For a film that appears to have been done with Davenport as the star and handling the majority of the technical tasks, "Parallel Lines" is surprisingly solid technically. Davenport's handheld camerawork is steady and the film is superbly edited, with a great flow. I really found this to be a powerful and very soulful, sometimes heartbreaking documentary about how people find it within themselves to cope during times of great sorrow.
VIDEO: "Parallel Lines" is presented by Docurama in 1.33:1 full-frame. For what is essentially a no-budget movie with one person essentially handling everything, the picture looks surprisingly good on DVD. Sharpness and detail aren't terrific, but they are consistently at least pretty good. The picture does show some minor shimmer and a couple of moments of artifacting, but otherwise, the image looks crisp and clean. Colors remained natural and nicely saturated, with no smearing or other concerns.
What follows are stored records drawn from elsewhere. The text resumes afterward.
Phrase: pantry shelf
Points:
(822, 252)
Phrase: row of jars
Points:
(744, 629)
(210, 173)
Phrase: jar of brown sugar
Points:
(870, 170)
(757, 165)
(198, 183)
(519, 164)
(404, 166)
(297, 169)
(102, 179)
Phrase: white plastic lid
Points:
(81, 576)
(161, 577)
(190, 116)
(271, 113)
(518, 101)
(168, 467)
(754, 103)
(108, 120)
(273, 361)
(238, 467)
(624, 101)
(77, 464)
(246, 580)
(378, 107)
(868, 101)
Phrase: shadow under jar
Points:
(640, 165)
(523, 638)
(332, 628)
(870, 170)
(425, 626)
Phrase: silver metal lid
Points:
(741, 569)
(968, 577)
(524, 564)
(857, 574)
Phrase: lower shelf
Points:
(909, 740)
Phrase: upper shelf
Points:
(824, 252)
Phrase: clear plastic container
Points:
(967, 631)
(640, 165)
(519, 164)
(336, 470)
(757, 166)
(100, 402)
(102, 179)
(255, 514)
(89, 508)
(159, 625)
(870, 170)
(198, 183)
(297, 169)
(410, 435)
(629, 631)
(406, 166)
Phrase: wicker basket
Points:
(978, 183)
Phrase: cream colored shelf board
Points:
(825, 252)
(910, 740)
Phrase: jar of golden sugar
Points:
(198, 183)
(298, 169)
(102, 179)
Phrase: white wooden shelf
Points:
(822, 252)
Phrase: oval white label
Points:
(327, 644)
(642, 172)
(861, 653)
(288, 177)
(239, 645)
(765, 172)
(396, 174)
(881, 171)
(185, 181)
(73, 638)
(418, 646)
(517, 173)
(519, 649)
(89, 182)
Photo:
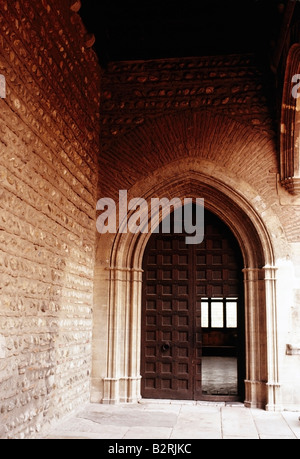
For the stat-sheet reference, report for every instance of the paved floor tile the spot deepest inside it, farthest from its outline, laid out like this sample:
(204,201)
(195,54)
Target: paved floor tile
(152,419)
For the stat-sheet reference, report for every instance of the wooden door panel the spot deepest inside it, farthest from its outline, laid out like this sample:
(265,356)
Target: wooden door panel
(177,277)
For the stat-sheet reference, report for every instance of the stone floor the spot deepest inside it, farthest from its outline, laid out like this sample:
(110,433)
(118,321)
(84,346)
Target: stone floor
(165,419)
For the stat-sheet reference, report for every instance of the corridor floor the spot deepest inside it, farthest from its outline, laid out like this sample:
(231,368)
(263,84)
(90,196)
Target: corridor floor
(165,419)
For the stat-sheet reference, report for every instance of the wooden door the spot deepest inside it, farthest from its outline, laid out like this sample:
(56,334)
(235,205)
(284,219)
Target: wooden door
(178,280)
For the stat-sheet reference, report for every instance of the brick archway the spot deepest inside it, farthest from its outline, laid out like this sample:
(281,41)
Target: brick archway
(119,272)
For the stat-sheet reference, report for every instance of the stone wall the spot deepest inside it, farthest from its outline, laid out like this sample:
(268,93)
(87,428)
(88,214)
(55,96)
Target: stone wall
(49,142)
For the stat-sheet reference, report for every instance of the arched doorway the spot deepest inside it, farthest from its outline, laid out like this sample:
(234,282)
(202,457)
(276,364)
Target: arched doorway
(193,339)
(119,280)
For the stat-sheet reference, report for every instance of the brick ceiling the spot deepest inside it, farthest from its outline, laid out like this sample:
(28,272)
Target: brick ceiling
(147,29)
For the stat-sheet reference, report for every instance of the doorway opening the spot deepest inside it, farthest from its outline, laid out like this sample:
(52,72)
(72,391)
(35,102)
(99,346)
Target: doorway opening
(193,324)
SOUND: The film's stereo soundtrack offers dialogue that generally remains easily understood. There are a few spots where helpful subtitles assist.
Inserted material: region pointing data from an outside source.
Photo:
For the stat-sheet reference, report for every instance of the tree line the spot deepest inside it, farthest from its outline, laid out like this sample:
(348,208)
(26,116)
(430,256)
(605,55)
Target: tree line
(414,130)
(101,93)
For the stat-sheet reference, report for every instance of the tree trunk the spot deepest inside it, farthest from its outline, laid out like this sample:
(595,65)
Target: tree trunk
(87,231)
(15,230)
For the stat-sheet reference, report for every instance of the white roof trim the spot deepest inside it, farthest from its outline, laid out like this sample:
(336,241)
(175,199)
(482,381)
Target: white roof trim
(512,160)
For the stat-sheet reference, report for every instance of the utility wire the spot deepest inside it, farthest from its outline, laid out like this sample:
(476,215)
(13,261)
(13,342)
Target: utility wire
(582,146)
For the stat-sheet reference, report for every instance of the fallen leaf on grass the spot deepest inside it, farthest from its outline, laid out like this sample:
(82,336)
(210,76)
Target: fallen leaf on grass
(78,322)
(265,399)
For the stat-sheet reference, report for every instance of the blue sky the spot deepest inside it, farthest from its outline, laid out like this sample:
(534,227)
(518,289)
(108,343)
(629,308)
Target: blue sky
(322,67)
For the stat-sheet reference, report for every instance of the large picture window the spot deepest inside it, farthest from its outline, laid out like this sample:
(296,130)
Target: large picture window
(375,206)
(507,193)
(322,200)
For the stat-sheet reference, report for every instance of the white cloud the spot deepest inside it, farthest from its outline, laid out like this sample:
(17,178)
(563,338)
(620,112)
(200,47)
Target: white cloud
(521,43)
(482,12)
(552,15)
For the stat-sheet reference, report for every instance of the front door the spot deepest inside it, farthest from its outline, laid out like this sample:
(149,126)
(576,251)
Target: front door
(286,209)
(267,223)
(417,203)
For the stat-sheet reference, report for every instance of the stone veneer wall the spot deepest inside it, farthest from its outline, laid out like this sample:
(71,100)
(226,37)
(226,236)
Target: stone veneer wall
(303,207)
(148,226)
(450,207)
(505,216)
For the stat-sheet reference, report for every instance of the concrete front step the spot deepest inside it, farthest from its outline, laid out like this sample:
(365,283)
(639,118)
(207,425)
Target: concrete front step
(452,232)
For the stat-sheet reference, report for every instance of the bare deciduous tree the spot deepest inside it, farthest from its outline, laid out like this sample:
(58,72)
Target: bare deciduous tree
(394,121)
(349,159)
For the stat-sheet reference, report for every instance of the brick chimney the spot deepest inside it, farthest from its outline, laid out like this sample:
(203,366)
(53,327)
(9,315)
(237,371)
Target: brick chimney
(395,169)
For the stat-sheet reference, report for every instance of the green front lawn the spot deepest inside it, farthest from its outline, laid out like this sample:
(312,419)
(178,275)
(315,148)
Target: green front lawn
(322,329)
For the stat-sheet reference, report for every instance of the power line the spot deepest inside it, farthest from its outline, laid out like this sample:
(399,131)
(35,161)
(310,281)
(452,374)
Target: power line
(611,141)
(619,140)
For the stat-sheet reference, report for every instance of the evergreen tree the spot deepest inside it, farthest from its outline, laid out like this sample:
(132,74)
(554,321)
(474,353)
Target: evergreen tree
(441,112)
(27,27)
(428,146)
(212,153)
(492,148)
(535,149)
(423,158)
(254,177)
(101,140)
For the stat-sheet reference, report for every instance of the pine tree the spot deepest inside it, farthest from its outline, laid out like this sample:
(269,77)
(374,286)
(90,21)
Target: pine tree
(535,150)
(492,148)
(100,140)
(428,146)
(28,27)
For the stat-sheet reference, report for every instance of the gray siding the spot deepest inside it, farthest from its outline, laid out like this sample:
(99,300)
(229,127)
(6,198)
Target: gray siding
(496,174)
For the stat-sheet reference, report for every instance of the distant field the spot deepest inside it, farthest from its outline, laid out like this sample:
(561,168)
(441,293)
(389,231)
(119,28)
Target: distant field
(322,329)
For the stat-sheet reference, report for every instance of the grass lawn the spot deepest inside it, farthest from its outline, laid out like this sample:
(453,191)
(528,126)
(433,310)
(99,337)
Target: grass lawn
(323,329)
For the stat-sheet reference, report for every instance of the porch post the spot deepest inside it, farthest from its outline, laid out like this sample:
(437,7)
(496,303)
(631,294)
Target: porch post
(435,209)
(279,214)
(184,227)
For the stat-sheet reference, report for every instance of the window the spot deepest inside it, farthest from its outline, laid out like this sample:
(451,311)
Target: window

EXTRAS: An enjoyable and informative 13-1/2 minute interview with Davenport about the making of the film, bio and trailers for other Docurama titles.
Final Thoughts: "Parallel Lines" is a touching and occasionally heartbreaking poem of a road movie/documentary. While the majority of the interviews are very engaging and occasionally even fascinating, it's also the way that they're stitched together in this movie that leads all of these mostly great parts to add up to an even more satisfying and enjoyable whole. The DVD edition provides very good audio/video quality, along with a few minor supplements. Highly recommended.